When people worry about the sort of apocalyptic things, do you have any worries about that, AI jumping the shark? Of course, it is a concern. And ethics and the proper use of AI and how it's advanced needs to really catch up quickly now to make sure that guidelines are in place. That's for sure. So it's in our own control. Right. You've had an extraordinary career. I mean, you really, really have.
And looking back on the things that happened and the people that you met, has it given you a sense for the path to success? And if you were to take that and turn it into advice for a youngster today, you have some pearls of wisdom. We always ask this question. Yes. Well, the world is changing dramatically. So I feel like I'm a bit dated already. Serendipity has been a big part of this. I started my lab out of graduate school from UCSF, went back to Japan.
It was not something that I had imagined doing. But they were launching a new institute, the Riken Brain Science Institute. And the goal was to create something more Western, not the traditional hierarchical system of Japanese university. And I thought, well, who am I? I'm just starting out. And I had a lot of interesting ideas, I thought, for the research, but was just untested. But I felt that I could bring the kind of Western infrastructure or ecosystem to a new institution.
And in that way, felt like I could contribute right away in addition to eventually science. That was a very, very lucky break. I was, of course, anxious about doing that, but excited at the same time. It was an institution that had no tenure. It was on a five-year review cycle. And the challenge was there, also moving far from the familiar. But chances come around very rarely. And so I think my advice would be, if a young person had an opportunity, they shouldn't be afraid.
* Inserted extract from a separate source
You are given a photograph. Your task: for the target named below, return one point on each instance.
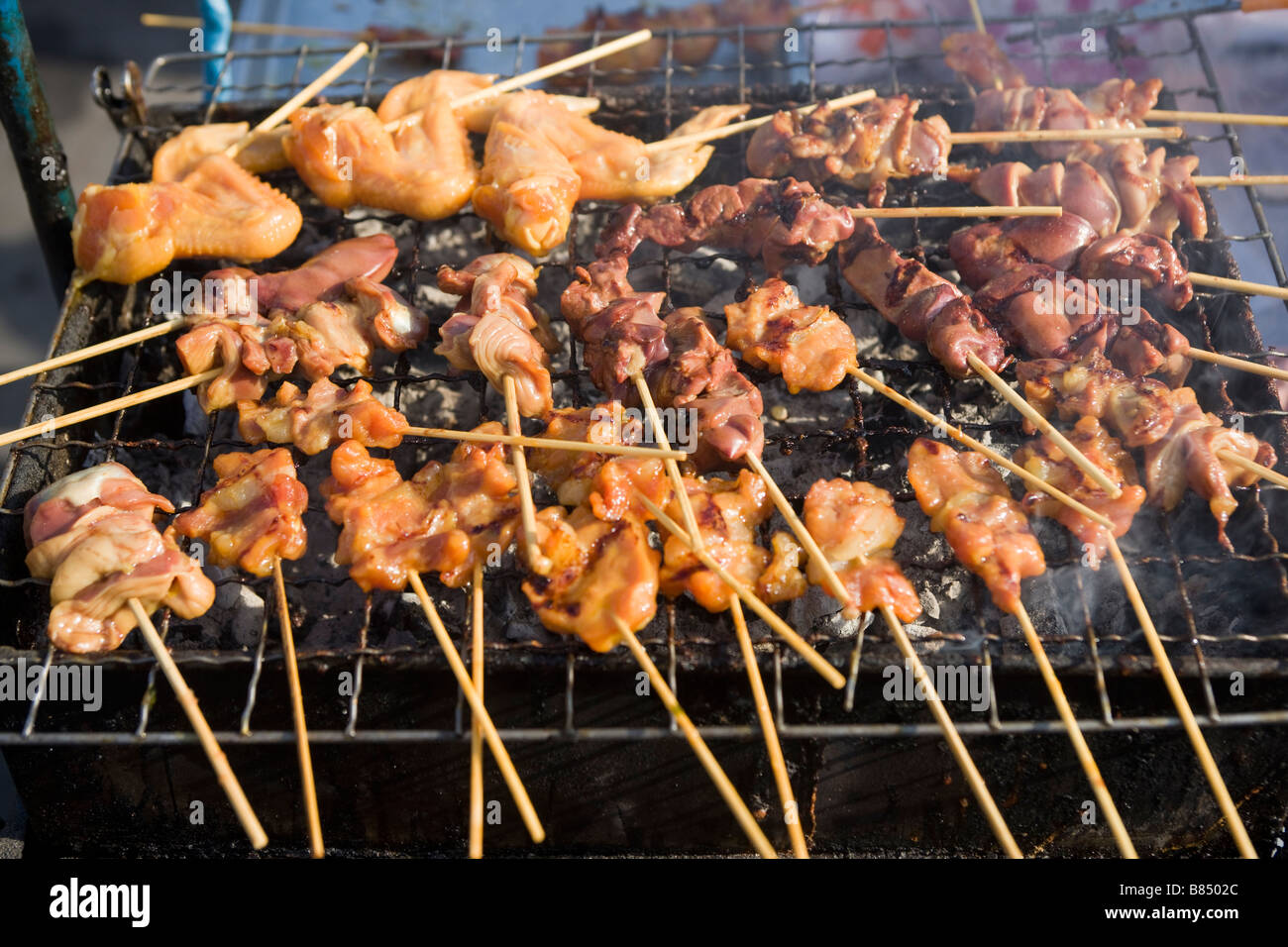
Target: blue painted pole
(37, 150)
And they should seize the day. You know, you said something very interesting there about the business of bringing sort of a Western model, I assume, like an American model to science. Is there something about that that makes it intrinsically better at getting the work done, do you think? Better in the sense that young people are brimming with ideas. And in a hierarchical system like the traditional Japanese university system. And much of Europe. And much of Europe.
Gaining the independence to follow your own ideas takes years of patience and moving up the hierarchy. The US system empowers assistant professors to be independent with all the risk that comes along with that, of course. But also the independence to follow your dream. So stripping away the politics a little bit. And maybe is there a more business model to it, do you think? Is that part of it? A business model to the American way is very successful for advancing science.
The freshest, brightest minds are given the opportunity right away. What's more difficult is the long vision. So I've noticed in Europe and certainly in Japan, grants are designed around long term vision. And if you're studying something like Alzheimer's disease, which takes years to manifest, it's very hard to imagine doing a holistic study with short three five year grant cycles. Very good. Yeah, absolutely. So short, sharp kind of bolus of money for a youngster to get some ideas going.
But the bigger the wicked problems are a little less tangible with that model. Well, that's really, really interesting. And thank you for those exceptional insights. Takau, it's an absolute pleasure to have you here. And thanks for joining us on Neuroscience Perspectives. Thank you for having me. Thank you. Thank you.